Plotin fut incontestablement le penseur le plus représentatif du iiie s., car il réunit en lui les traditions les plus élevées du monde antique. Alexandrin par son éducation philosophique, romain par son école, il se montra cependant grec par ses aspirations et, tout en étant ouvert à la culture orientale, il en subit peu l’influence.

Malgré sa participation à la malheureuse expédition militaire de Gordien III contre les Perses (242-244), il était, en fait, un ami de la paix, du silence, et de la contemplation.

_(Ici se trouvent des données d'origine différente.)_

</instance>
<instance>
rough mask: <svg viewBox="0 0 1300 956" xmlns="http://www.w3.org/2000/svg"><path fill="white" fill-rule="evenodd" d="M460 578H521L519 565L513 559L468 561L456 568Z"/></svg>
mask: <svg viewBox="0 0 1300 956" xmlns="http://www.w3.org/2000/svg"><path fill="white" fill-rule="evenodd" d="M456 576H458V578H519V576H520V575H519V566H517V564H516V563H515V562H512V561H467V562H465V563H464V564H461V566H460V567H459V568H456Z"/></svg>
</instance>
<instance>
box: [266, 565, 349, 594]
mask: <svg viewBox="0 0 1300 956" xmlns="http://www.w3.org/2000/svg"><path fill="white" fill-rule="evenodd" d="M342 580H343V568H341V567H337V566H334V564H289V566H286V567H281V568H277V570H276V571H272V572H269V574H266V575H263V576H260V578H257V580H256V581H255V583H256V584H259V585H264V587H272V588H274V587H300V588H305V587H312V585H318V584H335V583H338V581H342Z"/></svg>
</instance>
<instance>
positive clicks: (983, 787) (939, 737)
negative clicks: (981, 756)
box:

Plus fortement encore que son maître Platon, qui, d’ailleurs, ne dissimula pas ses appétits charnels, mais entendit seulement les transcender, il ressentit, presque comme saint Paul, le poids mortel de son corps. Il se détournait d’ailleurs de tout ce qui en lui était devenir, conditionnement, histoire : « Il se retenait, raconte Porphyre, de parler de sa naissance, de ses parents, de sa patrie. » Il ne prenait point de viande, et sa pudeur approchait de l’ascétisme.

Il haïssait les peintres et les sculpteurs parce qu’ils représentaient des ombres de couleurs, et il ignora toujours que son fidèle disciple Amelios avait introduit secrètement dans son école le peintre Karterios, qui, après l’avoir observé attentivement, s’en alla peindre chez lui son portrait de mémoire. Au sein d’une époque sombre, aride, désordonnée, il fut toujours un solitaire et un mystique dont la philosophie comporte un renoncement beaucoup plus profond et réel que celui des épicuriens.

La phrase qui termine ses Ennéades — « envol de l’esprit seul vers lui seul » — exprime clairement ses aspirations et sert de conclusion à l’exposé de l’idéal mystique, qui débute par cette exhortation : « Détache-toi de toute chose. »

Ce contemplatif pur se refusait même, en termes hautains, à participer aux rites sacrés : « C’est aux dieux de venir vers moi et non pas à moi de monter vers eux. » Pour lui, d’ailleurs, la divinité était partout.